Born in Bastia on 4 June 1897, Tardi enlisted in World War I in 1915. Following the war, in 1920, he joined the geodesy section of the Service géographique de l'armée. He published his first treatise on geodesy in 1934, for which he won an award conferred by the Academy of Sciences. One notable milestone during has geodetic career was at the 1936 International Union of Geodesy and Geophysics meeting, where, in an effort to standardize mapping of the region, he suggested an idea to split the continent of Africa into a grid system. His proposal was quickly accepted, but struggled to be actually adopted.
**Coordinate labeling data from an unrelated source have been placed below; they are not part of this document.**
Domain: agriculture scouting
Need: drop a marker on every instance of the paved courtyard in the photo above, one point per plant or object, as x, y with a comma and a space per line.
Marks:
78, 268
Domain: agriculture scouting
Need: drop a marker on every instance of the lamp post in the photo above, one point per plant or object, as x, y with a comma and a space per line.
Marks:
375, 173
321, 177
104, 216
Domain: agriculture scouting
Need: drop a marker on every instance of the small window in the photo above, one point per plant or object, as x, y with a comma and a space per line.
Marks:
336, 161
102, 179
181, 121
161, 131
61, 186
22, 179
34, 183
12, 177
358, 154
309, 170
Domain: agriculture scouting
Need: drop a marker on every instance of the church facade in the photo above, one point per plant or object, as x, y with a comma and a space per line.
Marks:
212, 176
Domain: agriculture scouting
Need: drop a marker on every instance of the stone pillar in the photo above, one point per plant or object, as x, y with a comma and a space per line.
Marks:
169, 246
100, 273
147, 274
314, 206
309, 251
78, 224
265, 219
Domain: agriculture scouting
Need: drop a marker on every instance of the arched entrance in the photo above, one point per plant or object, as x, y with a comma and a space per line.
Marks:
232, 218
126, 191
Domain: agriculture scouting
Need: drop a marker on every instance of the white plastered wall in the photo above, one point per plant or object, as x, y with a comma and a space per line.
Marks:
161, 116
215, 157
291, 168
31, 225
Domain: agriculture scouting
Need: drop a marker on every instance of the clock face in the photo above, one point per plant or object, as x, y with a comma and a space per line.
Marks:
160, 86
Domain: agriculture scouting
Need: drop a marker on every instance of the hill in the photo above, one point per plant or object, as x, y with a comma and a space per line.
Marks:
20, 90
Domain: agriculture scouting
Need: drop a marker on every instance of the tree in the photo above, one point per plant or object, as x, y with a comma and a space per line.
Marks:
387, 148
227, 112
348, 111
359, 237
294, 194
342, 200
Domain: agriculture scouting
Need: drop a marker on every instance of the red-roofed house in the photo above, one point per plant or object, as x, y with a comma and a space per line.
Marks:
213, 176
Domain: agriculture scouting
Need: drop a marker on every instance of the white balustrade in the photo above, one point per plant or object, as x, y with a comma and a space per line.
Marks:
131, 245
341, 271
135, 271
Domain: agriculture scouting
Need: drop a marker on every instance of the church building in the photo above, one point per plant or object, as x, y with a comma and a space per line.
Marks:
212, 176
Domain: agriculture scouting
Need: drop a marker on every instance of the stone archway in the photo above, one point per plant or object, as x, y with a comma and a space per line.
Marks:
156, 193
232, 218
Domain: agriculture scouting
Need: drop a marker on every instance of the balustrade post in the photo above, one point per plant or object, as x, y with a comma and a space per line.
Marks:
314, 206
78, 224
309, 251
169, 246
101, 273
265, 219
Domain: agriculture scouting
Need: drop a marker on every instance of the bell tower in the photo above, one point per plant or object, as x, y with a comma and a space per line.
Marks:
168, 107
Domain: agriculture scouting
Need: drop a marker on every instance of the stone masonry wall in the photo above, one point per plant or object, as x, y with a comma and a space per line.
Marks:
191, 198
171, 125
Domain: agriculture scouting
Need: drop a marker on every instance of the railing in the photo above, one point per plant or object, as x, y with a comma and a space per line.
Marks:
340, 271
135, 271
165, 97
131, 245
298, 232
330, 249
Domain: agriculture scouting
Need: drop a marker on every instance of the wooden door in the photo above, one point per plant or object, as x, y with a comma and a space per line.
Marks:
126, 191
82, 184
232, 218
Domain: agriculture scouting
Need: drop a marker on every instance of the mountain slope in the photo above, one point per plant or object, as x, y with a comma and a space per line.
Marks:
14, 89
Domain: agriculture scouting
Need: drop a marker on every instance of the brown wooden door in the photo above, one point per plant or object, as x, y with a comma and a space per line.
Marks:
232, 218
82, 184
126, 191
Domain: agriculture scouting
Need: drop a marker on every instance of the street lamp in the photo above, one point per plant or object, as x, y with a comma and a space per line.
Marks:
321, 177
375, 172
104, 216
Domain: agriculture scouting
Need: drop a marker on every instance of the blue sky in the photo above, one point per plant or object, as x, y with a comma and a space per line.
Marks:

A bibliography—his Bibliographie géodesique internationale—was published in 1937. In 1946, Tardi was made the president of the International Association of Geodesy, succeeding George Perrier. (Note: Also spelled Georges Perrier; he was a teacher of Tardi.)

In 1952, Tardi served on the inaugural advisory committee of Ohio State University's Institute of Geodesy, Photogrammetry and Cartography, along with other geodesists such as Walter Davis Lambert. In 1956, while secretary general of the International Association of Geodesy, Tardi formed a committee on tidal research; Lambert also sat on this committee. He was a professor at l'École polytechnique when he was elected to the Academy of Sciences in 1956. In 1962, Tardi became a corresponding member of the Bayerische Akademie der Wissenschaften. He served as vice president of the French Academy of Sciences in 1969, and as president of the academy in 1970. He died in Paris on 5 August 1972.